On fait un très-grand uſage de l’alumine dans les arts ; mais elle n y eſt ordinairement employée qu’à l’état d’argile, c’eſt-à-dire, lorſqu’elle eſt combinée ou mélangée avec la ſilice & avec pluſieurs autres ſubſtances ; alors elle fait la principale partie des poteries : elle ſert auſſi pour les teintures, les fouleries, les imprimeries d’étoffes, &c.

Pendant long-temps on a regardé l’alumine comme une ſubſtance ſimple ; mais depuis que l’on a décompoſé la potaſſe, la ſoude, la chaux, la baryte, la ſtrontiane, & que l’on s’eſt aſſuré que ces ſubſtances étoient compoſées d’une baſe métallique combinée avec l’oxigène, on s’eſt empreſſé de regarder l’alumine comme un oxide d’aluminium. Cependant, l’alumine n’a pas encore été décompoſée, & cette compoſition ne lui a été ſuppoſée que comme une ſuite de ſon analogie avec les autres terres. On croit que la difficulté de décompoſition que cette terre préſente, vient de ſa grande affinité pour l’eau, & de la grande facilité avec laquelle ſa base métallique décompoſe ce liquide.

ALUN ; alumen ; alaun ; ſubſt. maſc. Sel neutre formé de la combinaiſon de l’acide ſulfurique, de l’alumine & d’un alcali.

Ce ſel triple eſt en maſſe ou criſtalliſé ; ſa forme criſtalline eſt le cube, l’octaèdre, ou une modification de ces deux formes. L’alun eſt tranſparent, friable, & préſente une caſſure vitreuſe ; ſa ſaveur eſt douceâtre & aſtringente ; il rougit les couleurs bleues végétales : fa peſanteur ſpécifique eſt, d’après Haſſenfratz, de 1,7109.

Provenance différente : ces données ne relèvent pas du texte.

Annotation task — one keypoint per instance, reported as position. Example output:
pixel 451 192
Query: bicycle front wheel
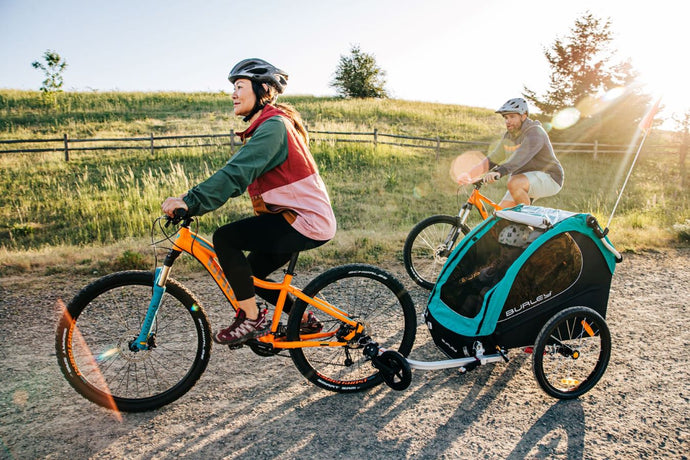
pixel 428 246
pixel 369 295
pixel 571 352
pixel 95 332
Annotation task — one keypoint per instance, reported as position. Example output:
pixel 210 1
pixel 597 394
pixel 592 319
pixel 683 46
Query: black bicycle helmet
pixel 516 105
pixel 261 71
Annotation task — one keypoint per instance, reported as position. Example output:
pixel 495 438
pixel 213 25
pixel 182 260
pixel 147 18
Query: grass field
pixel 95 211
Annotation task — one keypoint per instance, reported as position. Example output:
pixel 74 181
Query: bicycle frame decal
pixel 158 291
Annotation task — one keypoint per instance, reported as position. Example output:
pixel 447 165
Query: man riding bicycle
pixel 525 155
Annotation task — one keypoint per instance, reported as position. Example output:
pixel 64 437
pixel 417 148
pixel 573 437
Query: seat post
pixel 293 262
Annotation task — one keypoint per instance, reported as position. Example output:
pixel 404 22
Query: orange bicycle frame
pixel 202 250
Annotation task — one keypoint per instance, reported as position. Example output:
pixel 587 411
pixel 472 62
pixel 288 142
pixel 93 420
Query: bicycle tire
pixel 369 295
pixel 425 249
pixel 569 358
pixel 93 334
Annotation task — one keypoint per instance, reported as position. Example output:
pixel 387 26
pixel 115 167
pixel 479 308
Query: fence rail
pixel 153 143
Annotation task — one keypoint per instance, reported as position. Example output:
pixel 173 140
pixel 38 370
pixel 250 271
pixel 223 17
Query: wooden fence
pixel 152 143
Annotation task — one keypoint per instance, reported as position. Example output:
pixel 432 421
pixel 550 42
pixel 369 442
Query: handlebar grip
pixel 180 214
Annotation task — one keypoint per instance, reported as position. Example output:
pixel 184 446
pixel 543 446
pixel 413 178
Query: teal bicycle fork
pixel 146 338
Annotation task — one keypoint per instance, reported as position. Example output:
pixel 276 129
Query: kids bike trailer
pixel 528 277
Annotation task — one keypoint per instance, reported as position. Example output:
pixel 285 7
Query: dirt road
pixel 250 407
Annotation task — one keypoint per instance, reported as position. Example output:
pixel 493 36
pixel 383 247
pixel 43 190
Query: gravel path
pixel 250 407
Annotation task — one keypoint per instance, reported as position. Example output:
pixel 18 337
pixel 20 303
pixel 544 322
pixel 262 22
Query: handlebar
pixel 180 216
pixel 601 234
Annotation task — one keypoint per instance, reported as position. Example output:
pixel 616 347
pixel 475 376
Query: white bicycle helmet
pixel 261 71
pixel 515 235
pixel 516 105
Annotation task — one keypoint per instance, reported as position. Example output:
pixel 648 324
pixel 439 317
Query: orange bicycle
pixel 137 340
pixel 429 243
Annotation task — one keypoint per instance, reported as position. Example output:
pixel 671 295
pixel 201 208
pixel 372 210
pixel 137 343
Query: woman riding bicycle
pixel 525 155
pixel 291 204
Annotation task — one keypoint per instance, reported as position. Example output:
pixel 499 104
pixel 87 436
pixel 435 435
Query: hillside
pixel 104 202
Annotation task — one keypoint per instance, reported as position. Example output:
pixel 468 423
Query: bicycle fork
pixel 146 338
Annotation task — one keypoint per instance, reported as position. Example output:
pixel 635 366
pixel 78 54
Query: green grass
pixel 95 211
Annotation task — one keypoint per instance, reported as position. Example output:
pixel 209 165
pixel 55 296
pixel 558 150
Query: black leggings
pixel 270 240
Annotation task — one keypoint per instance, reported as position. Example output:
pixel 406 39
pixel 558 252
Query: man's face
pixel 514 121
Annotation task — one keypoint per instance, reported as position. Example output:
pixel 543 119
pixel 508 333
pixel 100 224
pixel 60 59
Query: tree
pixel 53 68
pixel 584 68
pixel 358 76
pixel 684 133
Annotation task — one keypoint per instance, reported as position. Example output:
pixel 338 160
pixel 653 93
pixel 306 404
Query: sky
pixel 475 53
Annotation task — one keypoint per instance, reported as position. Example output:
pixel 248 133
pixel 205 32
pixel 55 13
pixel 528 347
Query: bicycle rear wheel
pixel 93 337
pixel 368 295
pixel 571 352
pixel 427 247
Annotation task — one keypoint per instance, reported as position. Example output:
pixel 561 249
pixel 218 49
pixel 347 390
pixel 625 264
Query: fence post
pixel 66 148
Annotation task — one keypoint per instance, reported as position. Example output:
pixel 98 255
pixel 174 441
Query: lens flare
pixel 81 348
pixel 468 167
pixel 565 118
pixel 613 94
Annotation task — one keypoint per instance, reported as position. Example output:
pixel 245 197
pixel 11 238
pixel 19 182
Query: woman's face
pixel 243 98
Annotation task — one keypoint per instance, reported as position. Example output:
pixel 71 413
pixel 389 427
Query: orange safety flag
pixel 646 122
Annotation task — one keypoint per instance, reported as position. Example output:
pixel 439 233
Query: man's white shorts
pixel 541 185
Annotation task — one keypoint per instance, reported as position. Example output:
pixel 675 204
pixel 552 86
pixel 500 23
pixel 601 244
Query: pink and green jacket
pixel 277 169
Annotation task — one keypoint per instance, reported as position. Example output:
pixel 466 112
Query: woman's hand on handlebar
pixel 171 204
pixel 491 176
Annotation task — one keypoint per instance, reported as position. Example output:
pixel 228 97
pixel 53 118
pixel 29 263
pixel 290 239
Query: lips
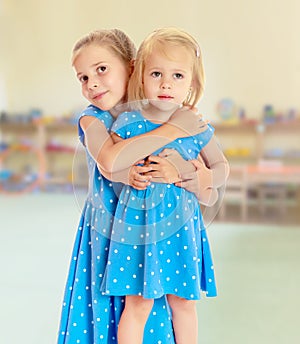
pixel 165 97
pixel 98 96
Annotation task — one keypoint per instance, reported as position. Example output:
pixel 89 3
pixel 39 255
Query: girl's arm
pixel 112 157
pixel 212 170
pixel 134 176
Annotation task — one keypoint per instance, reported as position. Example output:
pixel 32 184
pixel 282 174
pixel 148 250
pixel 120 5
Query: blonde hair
pixel 162 39
pixel 114 39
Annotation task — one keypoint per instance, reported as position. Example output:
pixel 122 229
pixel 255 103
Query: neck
pixel 156 115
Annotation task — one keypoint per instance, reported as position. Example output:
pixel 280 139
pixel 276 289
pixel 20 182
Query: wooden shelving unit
pixel 48 151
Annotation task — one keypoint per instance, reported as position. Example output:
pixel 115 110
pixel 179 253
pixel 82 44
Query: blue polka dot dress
pixel 159 243
pixel 88 316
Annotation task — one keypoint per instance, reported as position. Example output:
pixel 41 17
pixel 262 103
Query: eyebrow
pixel 93 65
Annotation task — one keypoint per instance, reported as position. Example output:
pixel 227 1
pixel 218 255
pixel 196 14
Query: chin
pixel 164 105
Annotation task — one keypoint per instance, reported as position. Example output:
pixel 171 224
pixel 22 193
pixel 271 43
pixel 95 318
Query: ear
pixel 131 66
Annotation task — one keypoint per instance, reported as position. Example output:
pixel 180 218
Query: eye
pixel 83 79
pixel 101 69
pixel 156 74
pixel 178 76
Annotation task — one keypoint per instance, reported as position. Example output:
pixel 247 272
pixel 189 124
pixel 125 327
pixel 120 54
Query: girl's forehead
pixel 94 53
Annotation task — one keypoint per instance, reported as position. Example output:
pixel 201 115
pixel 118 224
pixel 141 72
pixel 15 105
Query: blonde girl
pixel 159 244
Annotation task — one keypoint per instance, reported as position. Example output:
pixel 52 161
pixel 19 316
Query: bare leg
pixel 185 319
pixel 133 319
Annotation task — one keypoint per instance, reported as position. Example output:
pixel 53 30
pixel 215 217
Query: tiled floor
pixel 257 268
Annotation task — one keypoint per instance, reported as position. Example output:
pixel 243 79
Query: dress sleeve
pixel 103 116
pixel 206 136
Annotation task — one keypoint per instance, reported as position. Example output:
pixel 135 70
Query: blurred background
pixel 251 55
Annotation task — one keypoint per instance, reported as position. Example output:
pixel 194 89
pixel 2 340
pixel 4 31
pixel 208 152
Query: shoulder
pixel 93 111
pixel 88 115
pixel 204 137
pixel 127 119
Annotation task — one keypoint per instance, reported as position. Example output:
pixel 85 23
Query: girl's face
pixel 167 78
pixel 103 76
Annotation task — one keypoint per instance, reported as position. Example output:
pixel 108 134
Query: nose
pixel 93 83
pixel 165 83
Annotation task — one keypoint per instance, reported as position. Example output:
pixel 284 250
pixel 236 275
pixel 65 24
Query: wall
pixel 251 50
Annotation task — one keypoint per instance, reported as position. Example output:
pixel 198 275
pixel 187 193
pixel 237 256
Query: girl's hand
pixel 187 122
pixel 138 177
pixel 200 182
pixel 162 170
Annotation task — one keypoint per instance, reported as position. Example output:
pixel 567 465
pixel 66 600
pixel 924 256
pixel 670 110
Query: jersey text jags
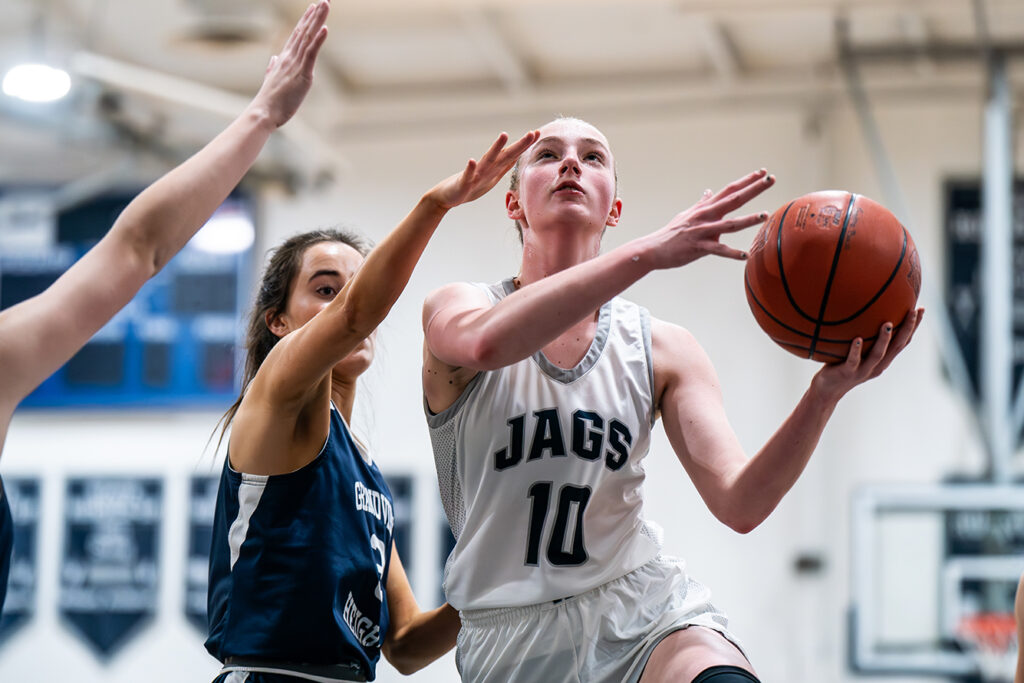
pixel 592 438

Il eſt infiniment plus ſoluble dans l’eau chaude que dans l’eau froide. À une température de 15,56 degrés centigrades, il eſt ſoluble dans 16 à 20 parties d’eau ; à l’eau bouillante, 3 parties d’eau en diſſolvent 4 d’alun.

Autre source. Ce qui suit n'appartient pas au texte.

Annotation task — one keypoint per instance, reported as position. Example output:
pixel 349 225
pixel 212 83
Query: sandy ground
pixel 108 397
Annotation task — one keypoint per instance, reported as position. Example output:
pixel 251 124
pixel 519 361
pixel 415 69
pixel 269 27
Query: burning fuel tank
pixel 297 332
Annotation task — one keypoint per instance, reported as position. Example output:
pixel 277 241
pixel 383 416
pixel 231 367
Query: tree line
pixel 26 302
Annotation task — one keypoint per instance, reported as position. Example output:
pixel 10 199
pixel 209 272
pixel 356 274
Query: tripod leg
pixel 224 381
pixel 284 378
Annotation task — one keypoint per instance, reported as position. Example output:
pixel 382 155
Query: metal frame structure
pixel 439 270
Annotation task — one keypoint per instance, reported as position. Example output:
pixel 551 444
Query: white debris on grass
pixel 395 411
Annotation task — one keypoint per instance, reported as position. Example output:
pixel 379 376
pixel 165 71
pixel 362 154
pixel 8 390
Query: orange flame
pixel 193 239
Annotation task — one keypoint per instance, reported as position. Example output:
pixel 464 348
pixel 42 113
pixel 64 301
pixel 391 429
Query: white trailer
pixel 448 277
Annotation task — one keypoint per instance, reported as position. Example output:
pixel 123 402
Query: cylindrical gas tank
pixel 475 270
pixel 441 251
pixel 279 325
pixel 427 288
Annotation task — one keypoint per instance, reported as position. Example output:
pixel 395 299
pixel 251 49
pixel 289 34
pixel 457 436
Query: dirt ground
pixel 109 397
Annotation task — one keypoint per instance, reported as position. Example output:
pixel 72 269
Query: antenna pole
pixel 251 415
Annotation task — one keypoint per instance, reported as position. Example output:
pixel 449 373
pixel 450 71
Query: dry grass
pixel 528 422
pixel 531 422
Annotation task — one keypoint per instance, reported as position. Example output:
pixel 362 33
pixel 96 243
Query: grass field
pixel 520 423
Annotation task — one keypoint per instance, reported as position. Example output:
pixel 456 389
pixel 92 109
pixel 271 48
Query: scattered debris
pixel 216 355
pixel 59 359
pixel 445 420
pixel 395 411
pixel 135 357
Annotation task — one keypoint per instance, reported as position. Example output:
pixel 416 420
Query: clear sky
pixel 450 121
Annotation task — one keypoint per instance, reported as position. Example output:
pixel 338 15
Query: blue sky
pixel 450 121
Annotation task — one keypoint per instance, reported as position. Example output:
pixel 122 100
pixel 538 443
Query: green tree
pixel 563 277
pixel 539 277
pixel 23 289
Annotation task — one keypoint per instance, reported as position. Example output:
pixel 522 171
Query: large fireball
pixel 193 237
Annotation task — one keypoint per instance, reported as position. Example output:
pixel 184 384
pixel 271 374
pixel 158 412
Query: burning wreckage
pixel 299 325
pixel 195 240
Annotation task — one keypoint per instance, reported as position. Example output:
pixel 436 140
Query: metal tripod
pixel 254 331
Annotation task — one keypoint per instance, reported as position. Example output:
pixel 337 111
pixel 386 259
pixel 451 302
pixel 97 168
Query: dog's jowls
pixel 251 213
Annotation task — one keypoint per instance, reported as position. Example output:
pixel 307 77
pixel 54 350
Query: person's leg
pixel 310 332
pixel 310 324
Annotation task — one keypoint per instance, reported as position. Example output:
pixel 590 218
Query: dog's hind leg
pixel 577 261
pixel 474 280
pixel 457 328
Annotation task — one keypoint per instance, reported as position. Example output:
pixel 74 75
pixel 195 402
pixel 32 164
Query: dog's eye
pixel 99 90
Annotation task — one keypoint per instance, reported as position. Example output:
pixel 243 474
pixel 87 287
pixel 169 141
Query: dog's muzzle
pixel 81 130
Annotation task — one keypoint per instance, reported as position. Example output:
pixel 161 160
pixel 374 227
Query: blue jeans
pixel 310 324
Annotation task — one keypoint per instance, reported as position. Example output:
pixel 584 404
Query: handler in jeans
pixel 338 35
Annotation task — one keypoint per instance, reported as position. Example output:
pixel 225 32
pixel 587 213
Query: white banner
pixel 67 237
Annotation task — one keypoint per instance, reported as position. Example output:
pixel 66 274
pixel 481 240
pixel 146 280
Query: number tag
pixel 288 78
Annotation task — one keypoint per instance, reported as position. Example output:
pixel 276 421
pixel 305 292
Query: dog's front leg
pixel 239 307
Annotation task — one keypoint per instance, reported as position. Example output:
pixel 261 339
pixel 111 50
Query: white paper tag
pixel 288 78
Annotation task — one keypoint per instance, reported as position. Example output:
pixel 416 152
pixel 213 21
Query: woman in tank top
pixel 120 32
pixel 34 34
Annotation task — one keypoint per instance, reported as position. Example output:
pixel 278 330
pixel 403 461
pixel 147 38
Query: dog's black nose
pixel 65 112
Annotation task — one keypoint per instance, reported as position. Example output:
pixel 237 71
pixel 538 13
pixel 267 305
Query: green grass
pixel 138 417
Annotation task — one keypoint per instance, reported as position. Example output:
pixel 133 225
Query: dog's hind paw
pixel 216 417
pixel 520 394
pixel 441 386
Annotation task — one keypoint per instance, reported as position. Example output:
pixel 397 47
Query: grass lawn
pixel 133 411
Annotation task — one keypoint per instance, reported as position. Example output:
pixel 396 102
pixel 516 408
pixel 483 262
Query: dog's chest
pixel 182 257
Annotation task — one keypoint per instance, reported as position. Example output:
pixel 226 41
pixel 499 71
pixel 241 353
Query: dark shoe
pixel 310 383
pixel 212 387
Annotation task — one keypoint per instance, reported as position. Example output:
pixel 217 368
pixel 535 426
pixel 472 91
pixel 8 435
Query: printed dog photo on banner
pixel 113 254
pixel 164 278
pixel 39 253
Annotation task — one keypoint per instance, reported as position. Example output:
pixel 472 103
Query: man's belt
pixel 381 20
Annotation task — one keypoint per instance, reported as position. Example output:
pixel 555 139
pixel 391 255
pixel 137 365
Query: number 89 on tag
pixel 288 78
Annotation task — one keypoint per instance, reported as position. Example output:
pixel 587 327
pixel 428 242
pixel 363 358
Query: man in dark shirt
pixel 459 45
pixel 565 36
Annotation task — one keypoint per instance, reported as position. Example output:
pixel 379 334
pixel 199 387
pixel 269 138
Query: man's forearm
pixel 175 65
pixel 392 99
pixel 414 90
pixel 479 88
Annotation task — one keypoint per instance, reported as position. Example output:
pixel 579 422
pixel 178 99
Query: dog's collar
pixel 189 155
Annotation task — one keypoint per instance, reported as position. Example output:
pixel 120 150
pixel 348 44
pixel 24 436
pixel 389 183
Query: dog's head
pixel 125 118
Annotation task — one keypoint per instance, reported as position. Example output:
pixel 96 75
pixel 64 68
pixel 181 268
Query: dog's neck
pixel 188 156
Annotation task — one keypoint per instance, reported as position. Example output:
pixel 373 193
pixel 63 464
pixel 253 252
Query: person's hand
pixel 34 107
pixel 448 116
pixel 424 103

À l’air, l’alun effleurit foiblement ; expoſé à une douce chaleur, il fond dans ſon eau de criſtalliſation ; ſi l’on augmente la température, il ſe bourſoufle, écume, & perd environ 0,44 de ſon eau de criſtalliſation. Dans cet état, l’alun eſt appelé alun calciné. Si l’on ſoumet l’alun à un feu très-violent, une partie de l’acide ſe volatiliſe.

On obtient de l’alun de deux manieres : 1o. des mines qui contiennent les principes de ce ſel ; 2o. en le formant de toute pièce.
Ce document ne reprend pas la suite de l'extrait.